Why this matters
Webhook failures are support tickets with a delay. Your customer thinks your product stopped syncing, but the real signal is buried in retry logs. Agentry can rank unreliable integrations from the event stream.
What you get
- Failure and retry rates by provider and event type
- Customers with repeated delivery problems
- Slow delivery outliers
- A short remediation plan: customer endpoint issue, provider outage, or your retry worker
Walk through it
Which webhooks are failing this week?
I’ll group delivery events by provider, event type, and customer.

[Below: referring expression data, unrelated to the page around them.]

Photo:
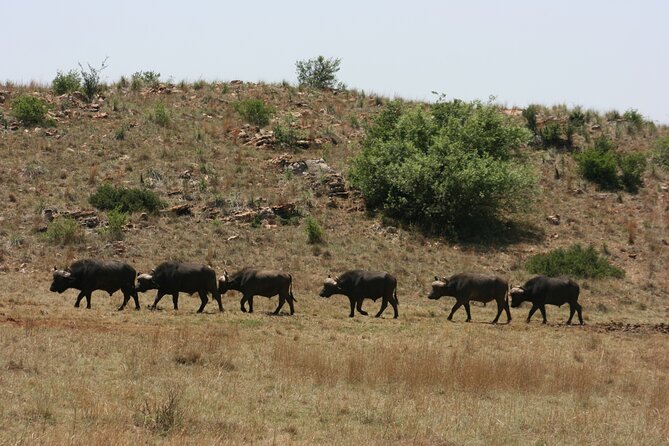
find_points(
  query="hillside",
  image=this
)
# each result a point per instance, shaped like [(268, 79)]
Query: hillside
[(236, 197)]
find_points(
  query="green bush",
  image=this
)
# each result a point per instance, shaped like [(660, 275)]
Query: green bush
[(161, 115), (116, 220), (661, 153), (632, 167), (66, 82), (64, 231), (318, 72), (29, 110), (451, 167), (255, 111), (574, 261), (109, 197), (314, 231), (91, 80)]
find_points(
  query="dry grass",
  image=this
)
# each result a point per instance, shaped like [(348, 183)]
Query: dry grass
[(99, 376)]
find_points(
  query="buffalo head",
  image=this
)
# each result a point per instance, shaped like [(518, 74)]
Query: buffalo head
[(62, 280), (517, 296), (330, 287), (439, 288), (145, 282)]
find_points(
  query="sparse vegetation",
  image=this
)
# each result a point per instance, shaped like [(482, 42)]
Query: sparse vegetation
[(574, 261), (447, 168), (66, 82), (255, 111), (318, 72), (29, 110), (64, 231), (610, 170), (108, 197)]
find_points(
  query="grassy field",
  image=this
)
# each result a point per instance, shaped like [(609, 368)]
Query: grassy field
[(74, 376)]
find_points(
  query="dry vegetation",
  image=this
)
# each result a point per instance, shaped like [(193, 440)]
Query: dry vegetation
[(99, 376)]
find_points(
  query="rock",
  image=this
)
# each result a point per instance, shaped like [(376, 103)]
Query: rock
[(554, 219)]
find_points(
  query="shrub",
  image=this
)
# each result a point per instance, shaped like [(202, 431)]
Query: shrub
[(318, 72), (29, 110), (610, 170), (66, 82), (64, 231), (115, 222), (574, 261), (661, 153), (108, 197), (255, 111), (445, 168), (632, 167), (314, 231), (91, 80), (160, 115)]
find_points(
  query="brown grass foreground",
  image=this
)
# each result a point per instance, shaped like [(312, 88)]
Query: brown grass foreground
[(102, 377)]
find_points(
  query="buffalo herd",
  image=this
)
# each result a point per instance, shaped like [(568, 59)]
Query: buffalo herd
[(176, 277)]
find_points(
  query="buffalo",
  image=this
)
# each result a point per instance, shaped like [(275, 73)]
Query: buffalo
[(358, 285), (541, 290), (466, 287), (259, 282), (89, 275), (175, 277)]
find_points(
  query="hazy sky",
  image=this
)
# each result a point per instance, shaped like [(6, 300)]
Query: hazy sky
[(599, 54)]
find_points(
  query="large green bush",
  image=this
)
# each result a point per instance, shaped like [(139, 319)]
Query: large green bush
[(66, 82), (610, 170), (122, 199), (574, 261), (451, 167), (318, 72), (29, 110)]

POST /v1/projects/:project_id/analytics/query {
project_id: "default",
hogql: "SELECT properties.provider AS provider, properties.event_type AS event_type, properties.customer_id AS customer, count() AS deliveries, countIf(properties.status = 'failed') AS failed, countIf(toInt(properties.attempt) > 1) AS retried, quantile(0.95)(toFloat(properties.duration_ms)) AS p95_ms FROM events WHERE event = 'webhook_delivery' AND timestamp > now() - INTERVAL 7 DAY GROUP BY provider, event_type, customer ORDER BY failed DESC, retried DESC LIMIT 50"
}
The output
The agent returns a list of customers and event types that need action. It should distinguish one-off retries from persistent failure and include whether failures started after a deploy.
Setting it up
Emit webhook_delivery from the worker that sends outbound webhooks. Include both terminal failures and successful retries.
Variations
- “Alert if any enterprise customer has more than 10 failed deliveries in an hour.”
- “Which event type is causing most retries?”
- “Compare webhook health before and after the new retry policy.”